New buyer enquiries in Scotland picked up, the latest Royal Institution of Chartered Surveyors (RICS) residential market survey for December found.
This was in contrast to the overall UK housing market which continued to display a lack of momentum last month, with buyer interest edging lower.
The headline price balance for Scotland remained firmly positive at 28% in the latest survey, meaning that 28% more surveyors said that prices rose in the past three months than those who said they fell.
However the supply of properties coming to the market remains a key concern for Scottish surveyors.
New vendor instructions to sell remained in negative territory for the ninth consecutive month.
Gail Hunter, RICS director in Scotland, said: “Whilst there are regional variations in the market, the overall picture presented by the latest survey is one of rising expectations as buyer interest increases.
“However, respondents continue to cite a lack of stock as a key market concern, and indeed the December survey points to a gap between supply and demand as new buyer enquiries rise whilst instructions to sell are broadly flat.
“Anecdotally, its seems that the changes to Land and Buildings Transaction Tax continues to have a negative impact on instructions to sell in the middle-to-prime brackets of the market, and this is having a detrimental trickle-down effect in other house price brackets.

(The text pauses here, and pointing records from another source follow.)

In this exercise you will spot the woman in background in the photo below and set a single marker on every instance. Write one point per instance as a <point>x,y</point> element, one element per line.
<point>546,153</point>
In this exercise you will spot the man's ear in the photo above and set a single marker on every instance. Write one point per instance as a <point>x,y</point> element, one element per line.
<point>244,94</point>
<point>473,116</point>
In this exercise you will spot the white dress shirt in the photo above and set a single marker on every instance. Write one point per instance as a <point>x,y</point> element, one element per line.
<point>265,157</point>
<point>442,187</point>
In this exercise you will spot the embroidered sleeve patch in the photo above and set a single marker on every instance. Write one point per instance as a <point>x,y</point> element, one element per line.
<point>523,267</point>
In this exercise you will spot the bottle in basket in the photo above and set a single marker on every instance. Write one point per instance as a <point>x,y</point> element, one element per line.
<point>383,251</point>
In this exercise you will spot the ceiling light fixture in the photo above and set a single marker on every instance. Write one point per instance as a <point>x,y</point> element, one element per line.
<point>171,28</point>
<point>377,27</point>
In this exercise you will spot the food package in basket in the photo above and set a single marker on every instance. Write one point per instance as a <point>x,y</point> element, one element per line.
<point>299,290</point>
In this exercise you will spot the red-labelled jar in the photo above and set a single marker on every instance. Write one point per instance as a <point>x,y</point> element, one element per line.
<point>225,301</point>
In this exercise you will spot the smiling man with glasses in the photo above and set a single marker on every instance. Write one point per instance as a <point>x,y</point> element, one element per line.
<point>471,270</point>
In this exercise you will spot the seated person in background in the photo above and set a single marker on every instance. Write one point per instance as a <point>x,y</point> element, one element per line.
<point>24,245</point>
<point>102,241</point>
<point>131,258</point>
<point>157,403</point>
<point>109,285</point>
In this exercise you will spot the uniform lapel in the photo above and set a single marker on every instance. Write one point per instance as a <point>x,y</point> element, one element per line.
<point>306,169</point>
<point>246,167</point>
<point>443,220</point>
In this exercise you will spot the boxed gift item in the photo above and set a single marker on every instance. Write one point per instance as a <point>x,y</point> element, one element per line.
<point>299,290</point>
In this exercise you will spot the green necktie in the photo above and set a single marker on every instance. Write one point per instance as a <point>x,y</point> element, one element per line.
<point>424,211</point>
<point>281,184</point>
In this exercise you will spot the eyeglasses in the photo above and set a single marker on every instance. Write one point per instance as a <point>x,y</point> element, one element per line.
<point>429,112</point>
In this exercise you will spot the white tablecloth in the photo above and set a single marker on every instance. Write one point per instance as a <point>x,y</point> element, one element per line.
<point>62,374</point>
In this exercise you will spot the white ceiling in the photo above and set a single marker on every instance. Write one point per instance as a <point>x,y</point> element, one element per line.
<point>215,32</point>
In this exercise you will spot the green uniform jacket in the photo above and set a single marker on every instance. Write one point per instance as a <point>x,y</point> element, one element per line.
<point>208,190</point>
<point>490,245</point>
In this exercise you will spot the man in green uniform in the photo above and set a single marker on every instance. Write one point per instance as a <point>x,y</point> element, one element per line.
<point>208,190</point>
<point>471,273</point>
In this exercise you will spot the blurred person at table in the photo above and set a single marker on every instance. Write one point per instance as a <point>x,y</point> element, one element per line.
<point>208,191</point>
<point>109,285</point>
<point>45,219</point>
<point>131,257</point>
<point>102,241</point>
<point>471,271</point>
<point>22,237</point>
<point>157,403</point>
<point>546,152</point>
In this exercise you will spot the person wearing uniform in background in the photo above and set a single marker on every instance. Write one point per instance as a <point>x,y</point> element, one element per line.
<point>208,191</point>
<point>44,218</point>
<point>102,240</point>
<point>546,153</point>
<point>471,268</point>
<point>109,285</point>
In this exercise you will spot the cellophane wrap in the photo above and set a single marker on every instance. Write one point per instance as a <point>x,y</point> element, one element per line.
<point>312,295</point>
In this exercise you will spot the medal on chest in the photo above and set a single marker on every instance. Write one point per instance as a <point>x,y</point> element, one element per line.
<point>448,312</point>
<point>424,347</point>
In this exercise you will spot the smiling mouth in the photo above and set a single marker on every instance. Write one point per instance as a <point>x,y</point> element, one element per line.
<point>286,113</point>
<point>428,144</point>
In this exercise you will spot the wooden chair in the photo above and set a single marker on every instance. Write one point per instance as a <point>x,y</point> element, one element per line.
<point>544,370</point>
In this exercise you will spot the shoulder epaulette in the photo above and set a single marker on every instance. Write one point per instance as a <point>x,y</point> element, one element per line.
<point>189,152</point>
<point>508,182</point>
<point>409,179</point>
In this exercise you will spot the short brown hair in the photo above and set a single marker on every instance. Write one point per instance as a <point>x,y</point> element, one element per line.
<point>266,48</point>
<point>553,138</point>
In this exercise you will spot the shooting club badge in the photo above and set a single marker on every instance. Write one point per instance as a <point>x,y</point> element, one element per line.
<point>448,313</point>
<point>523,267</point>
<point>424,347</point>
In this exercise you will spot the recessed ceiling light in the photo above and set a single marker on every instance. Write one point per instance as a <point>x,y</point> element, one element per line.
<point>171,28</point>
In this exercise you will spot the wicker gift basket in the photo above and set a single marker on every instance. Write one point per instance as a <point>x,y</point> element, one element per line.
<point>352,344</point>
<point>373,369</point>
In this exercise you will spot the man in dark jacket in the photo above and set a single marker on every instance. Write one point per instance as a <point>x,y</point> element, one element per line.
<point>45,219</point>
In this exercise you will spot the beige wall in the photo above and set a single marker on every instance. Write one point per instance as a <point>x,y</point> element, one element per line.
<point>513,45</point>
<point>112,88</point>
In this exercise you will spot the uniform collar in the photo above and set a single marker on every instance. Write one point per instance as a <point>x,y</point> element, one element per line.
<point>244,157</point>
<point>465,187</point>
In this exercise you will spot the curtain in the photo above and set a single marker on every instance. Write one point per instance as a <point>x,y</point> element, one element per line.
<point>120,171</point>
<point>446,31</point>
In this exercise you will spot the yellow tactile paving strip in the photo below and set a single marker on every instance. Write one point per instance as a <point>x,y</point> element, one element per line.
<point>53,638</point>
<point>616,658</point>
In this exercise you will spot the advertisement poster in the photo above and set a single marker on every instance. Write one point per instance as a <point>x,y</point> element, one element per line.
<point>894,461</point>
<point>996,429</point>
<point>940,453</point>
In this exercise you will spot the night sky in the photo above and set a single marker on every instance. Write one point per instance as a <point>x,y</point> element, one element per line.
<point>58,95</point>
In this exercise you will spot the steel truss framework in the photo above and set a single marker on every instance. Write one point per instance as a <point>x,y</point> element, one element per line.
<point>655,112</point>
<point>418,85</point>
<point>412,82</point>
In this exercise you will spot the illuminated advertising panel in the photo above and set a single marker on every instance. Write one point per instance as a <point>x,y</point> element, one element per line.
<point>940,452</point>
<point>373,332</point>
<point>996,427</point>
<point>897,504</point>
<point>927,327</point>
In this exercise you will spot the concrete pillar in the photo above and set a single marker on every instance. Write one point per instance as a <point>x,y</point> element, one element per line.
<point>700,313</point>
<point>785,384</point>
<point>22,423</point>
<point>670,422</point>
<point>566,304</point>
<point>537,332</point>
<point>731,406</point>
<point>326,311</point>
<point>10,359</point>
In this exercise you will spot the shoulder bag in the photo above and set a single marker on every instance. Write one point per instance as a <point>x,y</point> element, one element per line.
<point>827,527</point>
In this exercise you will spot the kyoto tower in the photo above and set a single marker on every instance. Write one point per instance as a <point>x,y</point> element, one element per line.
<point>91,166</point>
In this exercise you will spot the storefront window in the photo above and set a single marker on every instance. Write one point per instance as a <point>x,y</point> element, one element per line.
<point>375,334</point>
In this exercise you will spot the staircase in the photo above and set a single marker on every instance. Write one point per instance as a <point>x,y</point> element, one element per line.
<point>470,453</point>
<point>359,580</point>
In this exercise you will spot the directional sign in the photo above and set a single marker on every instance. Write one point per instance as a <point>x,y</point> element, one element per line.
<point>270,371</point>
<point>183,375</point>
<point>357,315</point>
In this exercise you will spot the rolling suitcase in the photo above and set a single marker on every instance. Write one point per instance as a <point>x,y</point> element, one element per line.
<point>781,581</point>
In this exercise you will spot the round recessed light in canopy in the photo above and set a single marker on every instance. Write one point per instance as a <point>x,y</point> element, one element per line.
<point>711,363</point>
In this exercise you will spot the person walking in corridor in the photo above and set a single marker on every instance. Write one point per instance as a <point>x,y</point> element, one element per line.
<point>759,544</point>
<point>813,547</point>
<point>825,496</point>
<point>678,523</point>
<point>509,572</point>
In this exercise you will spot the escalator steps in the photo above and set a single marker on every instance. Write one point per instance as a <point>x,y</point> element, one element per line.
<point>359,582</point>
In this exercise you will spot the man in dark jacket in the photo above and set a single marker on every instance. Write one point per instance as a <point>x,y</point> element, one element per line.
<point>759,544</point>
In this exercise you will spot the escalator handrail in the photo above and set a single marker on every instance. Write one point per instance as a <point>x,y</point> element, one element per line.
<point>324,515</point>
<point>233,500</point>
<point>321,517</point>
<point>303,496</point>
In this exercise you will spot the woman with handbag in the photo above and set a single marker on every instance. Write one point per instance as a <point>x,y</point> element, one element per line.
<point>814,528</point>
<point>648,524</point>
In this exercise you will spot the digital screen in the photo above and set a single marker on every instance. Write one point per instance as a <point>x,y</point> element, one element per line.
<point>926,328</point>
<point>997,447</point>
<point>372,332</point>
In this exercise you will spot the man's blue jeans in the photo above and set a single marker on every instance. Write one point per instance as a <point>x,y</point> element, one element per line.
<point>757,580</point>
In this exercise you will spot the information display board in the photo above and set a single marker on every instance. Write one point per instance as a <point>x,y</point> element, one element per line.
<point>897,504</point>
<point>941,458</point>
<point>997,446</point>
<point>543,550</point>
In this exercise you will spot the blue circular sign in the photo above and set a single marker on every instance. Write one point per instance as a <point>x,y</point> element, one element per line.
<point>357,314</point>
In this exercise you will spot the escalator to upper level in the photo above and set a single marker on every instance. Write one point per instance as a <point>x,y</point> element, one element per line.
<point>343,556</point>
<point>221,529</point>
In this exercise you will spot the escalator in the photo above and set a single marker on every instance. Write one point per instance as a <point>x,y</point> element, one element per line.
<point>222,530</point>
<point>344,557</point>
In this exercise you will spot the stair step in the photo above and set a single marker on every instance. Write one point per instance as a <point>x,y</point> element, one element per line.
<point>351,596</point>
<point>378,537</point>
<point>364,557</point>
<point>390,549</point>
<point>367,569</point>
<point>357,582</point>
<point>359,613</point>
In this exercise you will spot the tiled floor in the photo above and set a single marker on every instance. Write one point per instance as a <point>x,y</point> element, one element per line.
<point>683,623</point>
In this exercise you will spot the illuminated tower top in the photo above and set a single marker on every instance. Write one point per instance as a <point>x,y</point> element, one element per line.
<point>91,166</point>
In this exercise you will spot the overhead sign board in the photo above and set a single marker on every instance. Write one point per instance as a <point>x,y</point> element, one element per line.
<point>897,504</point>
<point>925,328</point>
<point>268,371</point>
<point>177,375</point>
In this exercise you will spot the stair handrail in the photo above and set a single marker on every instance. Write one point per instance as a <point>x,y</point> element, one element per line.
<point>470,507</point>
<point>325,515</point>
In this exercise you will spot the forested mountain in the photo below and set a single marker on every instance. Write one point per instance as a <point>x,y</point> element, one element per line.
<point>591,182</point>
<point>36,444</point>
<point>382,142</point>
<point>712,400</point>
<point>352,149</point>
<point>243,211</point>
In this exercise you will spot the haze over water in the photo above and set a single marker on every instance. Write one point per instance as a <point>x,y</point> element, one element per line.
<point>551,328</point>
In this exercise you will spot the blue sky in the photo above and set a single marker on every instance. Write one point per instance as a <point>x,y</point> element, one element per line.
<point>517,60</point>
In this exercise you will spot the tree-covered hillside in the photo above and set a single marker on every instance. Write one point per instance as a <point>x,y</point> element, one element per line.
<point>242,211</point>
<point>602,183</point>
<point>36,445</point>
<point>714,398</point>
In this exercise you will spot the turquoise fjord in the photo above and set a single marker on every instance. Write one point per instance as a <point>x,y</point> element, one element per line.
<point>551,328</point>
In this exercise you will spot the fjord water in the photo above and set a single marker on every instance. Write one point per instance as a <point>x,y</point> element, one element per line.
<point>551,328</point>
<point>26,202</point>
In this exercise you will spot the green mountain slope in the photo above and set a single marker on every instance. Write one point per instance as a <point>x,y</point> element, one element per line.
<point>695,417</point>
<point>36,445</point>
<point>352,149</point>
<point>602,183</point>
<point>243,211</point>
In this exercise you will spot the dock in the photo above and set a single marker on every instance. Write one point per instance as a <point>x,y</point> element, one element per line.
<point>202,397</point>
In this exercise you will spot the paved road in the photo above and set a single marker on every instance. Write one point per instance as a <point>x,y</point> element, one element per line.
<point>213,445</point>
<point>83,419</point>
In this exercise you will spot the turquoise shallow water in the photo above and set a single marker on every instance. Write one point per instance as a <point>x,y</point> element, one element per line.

“Unless supply increases, this could act to temper expectations in the months ahead.”
The survey found that newly agreed sales rose in December, whilst there were also increases in new buyer enquiries.
Instructions to sell were broadly flat at minus 2%.
The three-month price expectations balance at 33% picked up from 25% in November.
Meanwhile, three-month sales expectations data at 34% was also higher than the previous month when it was 30%.